Check the discriminant. b^{2}-4ac

If it's not a perfect square, it's not factorable.

a=1, b=6, c=4

jonboy
07-06-2006, 11:25 AM
This equation can be solved by using either the factoring method or the quadratic formula p^2+6p+4=0 ? true or false i think it's true you can use the factoring method but not the quadratic is this correct?

If you think that \bold p^2+6p+4=0 can be solved by just using the factoring method, then the answer would be false because both factoring and quadratic methods have to be solvable w/p^2+6p+4=0 since or means both are efficient.

Just work it out and see:

Is there any number that multiply to give you 4 and add up to six?

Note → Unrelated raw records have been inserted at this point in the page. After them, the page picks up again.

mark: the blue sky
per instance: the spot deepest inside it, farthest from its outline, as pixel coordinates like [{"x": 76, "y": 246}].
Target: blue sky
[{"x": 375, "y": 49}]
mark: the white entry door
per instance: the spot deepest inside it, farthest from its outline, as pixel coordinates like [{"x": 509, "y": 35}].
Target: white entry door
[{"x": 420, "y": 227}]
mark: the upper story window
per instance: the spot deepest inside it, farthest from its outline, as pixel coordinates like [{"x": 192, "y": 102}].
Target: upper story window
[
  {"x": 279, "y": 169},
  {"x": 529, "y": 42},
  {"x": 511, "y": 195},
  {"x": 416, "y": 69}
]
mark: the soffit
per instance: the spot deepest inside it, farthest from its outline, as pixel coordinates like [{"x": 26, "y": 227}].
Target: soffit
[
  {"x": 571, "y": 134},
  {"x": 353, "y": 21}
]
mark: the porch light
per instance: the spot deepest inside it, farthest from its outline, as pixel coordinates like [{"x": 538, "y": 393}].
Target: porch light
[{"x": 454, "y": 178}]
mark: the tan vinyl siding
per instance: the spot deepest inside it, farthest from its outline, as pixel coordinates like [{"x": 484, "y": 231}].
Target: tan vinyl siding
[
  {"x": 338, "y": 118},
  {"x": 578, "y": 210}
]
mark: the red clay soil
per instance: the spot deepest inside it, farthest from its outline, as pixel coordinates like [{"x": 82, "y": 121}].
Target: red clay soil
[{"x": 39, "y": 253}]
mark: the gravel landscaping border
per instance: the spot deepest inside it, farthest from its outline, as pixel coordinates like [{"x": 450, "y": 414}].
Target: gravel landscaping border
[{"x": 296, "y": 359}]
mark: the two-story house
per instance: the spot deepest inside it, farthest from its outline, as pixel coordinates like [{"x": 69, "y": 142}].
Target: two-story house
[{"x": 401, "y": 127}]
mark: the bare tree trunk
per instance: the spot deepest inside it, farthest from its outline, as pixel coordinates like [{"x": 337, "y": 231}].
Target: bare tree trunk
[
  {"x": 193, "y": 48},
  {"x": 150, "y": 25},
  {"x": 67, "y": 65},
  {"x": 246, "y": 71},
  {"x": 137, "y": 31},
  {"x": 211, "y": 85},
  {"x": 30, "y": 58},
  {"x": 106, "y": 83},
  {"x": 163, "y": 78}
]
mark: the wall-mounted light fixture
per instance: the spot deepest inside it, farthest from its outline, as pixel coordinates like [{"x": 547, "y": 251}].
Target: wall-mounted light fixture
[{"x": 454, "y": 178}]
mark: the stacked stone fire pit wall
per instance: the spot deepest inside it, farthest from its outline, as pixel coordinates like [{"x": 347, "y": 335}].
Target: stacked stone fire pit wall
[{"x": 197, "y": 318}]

2*2=4, 2+2=4 which is unequivalent to 6
4*1=4 4+1=5 which is unequivalent to 6

So NO you cannot solve this equation by using the factoring method.

x=\frac{{ - b \pm \sqrt {b^2 - 4ac} }}{{2a}}

x=\frac{{ - 6 \pm \sqrt {6^2 - 4(1)(4)} }}{{2(1)}}

x=\frac{{ - 6 \pm \sqrt {20} }}{2}

x\approx.8 &\approx - 8.2

Since you can put \bold p^2+6p+4=0 in the form ax^2 + bx + c = 0 in which a is not=0, yes it can be factored by using the Quadratic Formula.

So would the answer be False or True?